SWR ACTS FOLLOWING HOLDEN REVIEW

SOUTH WESTERN Railway says action has been taken to improve performance following an independent review carried out by former East Coast Chairman Michael Holden.

SWR says the review has provided ‘a blueprint to help us improve performance’. The report was commissioned by SWR to establish why performance on the South Western has been in decline since 2011.

According to the operator the report identifies a number of factors causing a loss of timetable resilience and a degradation in service recovery capability. These include growing passenger numbers, the management of train crew, the operation of longer trains, increasing numbers of speed restrictions and ageing infrastructure. More recently the major works at Waterloo in August 2017 and the move of the joint control between Network Rail and the train operator to Basingstoke in early 2017 have exacerbated the situation.

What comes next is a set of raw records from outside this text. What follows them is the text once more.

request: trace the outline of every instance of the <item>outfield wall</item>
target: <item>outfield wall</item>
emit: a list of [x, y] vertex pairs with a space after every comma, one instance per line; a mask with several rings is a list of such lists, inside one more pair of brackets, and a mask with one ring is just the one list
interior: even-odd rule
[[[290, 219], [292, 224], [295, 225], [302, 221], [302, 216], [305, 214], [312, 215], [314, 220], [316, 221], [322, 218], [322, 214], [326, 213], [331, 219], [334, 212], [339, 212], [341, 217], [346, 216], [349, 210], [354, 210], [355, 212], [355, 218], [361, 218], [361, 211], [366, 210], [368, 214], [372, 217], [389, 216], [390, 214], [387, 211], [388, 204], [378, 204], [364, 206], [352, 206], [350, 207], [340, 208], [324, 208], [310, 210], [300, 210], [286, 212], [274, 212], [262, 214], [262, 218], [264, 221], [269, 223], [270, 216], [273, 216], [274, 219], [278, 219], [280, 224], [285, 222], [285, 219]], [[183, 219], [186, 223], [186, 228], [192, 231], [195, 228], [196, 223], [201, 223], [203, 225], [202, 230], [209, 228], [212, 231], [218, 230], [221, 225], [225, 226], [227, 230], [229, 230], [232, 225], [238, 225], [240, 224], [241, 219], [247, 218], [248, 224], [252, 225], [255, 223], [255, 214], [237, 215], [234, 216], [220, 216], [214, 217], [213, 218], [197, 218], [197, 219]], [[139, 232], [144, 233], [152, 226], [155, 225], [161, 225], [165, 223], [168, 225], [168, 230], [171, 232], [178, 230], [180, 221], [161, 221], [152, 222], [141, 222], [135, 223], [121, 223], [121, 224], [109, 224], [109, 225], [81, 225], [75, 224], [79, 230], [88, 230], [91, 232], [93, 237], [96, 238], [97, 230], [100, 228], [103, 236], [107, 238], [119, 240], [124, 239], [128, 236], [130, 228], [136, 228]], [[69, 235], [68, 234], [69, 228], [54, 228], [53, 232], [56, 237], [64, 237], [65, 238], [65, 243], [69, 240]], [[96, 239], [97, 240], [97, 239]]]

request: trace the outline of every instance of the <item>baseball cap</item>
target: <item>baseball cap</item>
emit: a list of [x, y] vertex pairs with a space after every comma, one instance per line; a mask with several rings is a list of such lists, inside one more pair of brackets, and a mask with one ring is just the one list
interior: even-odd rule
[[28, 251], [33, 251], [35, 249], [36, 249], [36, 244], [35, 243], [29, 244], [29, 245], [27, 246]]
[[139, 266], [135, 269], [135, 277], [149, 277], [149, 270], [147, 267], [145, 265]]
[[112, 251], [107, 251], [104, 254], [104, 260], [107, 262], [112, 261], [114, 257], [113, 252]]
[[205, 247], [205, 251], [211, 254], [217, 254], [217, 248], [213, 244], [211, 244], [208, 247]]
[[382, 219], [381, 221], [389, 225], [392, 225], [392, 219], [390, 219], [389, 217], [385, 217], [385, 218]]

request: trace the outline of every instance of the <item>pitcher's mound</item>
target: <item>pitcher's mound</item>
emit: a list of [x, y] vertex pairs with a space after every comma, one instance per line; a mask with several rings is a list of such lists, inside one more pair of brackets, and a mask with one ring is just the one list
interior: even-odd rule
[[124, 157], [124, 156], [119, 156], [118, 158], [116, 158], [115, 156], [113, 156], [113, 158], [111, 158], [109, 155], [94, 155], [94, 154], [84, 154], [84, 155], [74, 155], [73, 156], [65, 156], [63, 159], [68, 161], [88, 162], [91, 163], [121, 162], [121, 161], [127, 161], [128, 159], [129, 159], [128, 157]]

SWR says following the report it has reviewed and changed arrangements for analysing performance and developing performance improvement plans and has begun a review of the control centre. It says it has taken ‘significant steps’ to address inherited shortfalls in driver route and traction knowledge and began recruiting additional drivers even before it took over the franchise. Operational recommendations include amendments to the professional driving policy such that drivers draw up sufficiently when approaching key signals in the Waterloo station throat when they are displaying red aspects in order to clear prior track circuits.

Transitional livery: SWR’s No 159009 has been outshopped in this variant on the operator’s new livery without the diagonal stripes seen on other units. It awaits departure from Waterloo on 5 September 2018 with the 16.50 service to Westbury.
Colin Scott-Morton

The operator adds that the report identifies the opportunities a consistent suburban fleet would bring, noting this was identified before the start of the franchise when SWR ordered 90 new Class 701 Bombardier Aventra EMUs, due to enter service from late 2019. Mr Holden’s report recommends SWR should ‘seek to achieve the maximum extent of Driver Controlled Operation possible’ with the new fleet.

On Network Rail’s part, SWR says the company has invested in technology to better monitor key assets and additional maintenance teams to respond to incidents faster and expects to have removed 60% of speed restrictions on the network by the end of the financial year.

SWR notes some of the recommendations are longer term and have funding implications, such as infrastructure improvements and reuniting some functions separated when Network Rail and previous franchisee South West Trains moved the control centre to Basingstoke. It says it is working through these with NR and the Department for Transport. Infrastructure changes proposed include seeking a solution to substandard overlap problems affecting trains using the former international terminal at Waterloo, and for NR to carry out a feasibility study into increasing the permanent speed restriction on the main suburban lines and into the former international platforms from 15mph to 20mph.